Los niños están a salvo
Pero ese mundo de la virtualidad, de las pantallas que se encienden cuando las luces de los estadios o las de nuestras habitaciones se apagan, también derrama novedades. Llegan las notificaciones en todo momento del día. Para bien y para mal.
A veces nos comparten recuerdos. A veces noticias. Hoy a la mañana seguramente habrán aparecido los comentarios del partido que mencioné al comienzo. Pero si uno vagabundea por las redes sociales tampoco puede obviar las necrológicas que destacan los diarios y las redes sociales. Los muros de los familiares, amigos, colegas y conocidos se van plagando de los avisos de quienes parten. Se cuentan en Tierra del Fuego semanalmente despedidas virtuales por decenas en una población regional que con suerte llega a los 200 mil habitantes. Los efectos de la pandemia comienzan a impactar en la mensajería digital y en el imaginario colectivo.

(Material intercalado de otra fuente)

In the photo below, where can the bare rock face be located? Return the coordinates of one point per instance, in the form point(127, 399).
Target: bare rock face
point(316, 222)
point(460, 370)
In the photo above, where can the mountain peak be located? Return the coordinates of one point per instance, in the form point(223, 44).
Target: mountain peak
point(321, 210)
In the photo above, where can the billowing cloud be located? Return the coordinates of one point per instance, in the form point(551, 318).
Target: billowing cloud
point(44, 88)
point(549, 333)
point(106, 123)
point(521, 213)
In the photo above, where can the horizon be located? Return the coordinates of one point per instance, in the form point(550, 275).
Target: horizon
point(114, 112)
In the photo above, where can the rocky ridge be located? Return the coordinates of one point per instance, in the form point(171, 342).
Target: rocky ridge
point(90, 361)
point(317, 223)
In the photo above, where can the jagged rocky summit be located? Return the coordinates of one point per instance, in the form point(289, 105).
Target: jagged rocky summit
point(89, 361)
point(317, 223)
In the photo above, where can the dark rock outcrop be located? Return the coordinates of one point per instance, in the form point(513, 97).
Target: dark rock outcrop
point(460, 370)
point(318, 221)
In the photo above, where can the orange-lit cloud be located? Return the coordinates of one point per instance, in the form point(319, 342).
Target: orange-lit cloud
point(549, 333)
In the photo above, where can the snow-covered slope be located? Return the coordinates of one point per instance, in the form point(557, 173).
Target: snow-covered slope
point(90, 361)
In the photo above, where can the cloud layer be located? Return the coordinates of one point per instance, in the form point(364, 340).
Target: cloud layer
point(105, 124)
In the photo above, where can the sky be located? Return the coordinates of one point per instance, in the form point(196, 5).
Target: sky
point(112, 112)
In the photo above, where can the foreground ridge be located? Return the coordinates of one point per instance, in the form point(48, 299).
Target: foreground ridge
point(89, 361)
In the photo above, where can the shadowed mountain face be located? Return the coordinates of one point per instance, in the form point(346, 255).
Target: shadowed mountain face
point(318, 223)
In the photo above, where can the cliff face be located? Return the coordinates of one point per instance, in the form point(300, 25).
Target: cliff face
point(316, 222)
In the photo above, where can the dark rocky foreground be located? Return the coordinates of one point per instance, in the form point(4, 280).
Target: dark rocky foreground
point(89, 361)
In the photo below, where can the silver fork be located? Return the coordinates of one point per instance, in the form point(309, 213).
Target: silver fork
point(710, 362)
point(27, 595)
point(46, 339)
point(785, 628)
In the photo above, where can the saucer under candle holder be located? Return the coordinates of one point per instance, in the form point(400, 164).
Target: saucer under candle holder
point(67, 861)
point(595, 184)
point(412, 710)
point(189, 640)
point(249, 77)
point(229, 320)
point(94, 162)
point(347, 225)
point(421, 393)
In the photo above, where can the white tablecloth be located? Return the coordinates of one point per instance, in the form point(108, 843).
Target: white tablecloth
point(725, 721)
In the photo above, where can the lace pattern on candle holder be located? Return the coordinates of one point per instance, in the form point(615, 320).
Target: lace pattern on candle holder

Alguna vez nos referimos a las tumbas de la gloria para despedir a aquellos fueguinos entrados en edad que reunían la condición pionera de reconocerse en el pasado más o menos profundo de nuestro pasado territorial. A ellos más que nadie está afectando esta pandemia. Y aunque no se diga abiertamente, el molesto suceso esta en el aire. El virus se está llevando día a día a muchos viejos pobladores.
En todo caso, el mayor consuelo para los deudos y amistades que quedan en pie, es saber y concientizarse que la fatalidad no afecta a los niños. Porque esta pandemia hubiese sido exasperante si el virus hubiese terminado con la vida de bebés recién nacidos, niños y jóvenes, porque en ese caso, se hubiese invertido el orden natural de las cosas, es decir, que los adultos despidan a las generaciones que naturalmente deben heredar el porvenir. Si se piensa en esos términos, las pérdidas se justifican en el orden natural del desarrollo vital de nuestra especie.
No se trata de especular con el mal menor, de aliviarse porque en definitiva un virus mata a los viejos y los pibes se salvan. Pero al menos en estos días de fútbol a puertas cerradas, de encierros preventivos y distancias sanitarias, quizá nos alivie un poco reflexionar que la situación podría haber sido peor y que, en definitiva, contamos con la gracia de que quienes hoy son niños y jóvenes, puedan testimoniar dentro de medio siglo, cómo los afectó la pandemia mundial del COVID-19.
Un buen ejercicio de refugio mental, para esperar las fiestas de fin de año e ir pensando cómo organizarlas y como entretener a los niños durante los festejos, porque ellos estarán presentes y esperarán la visita de Papá Noel y los Reyes Magos, mientras todos despediremos este 2020 que para bien y para mal, concluye.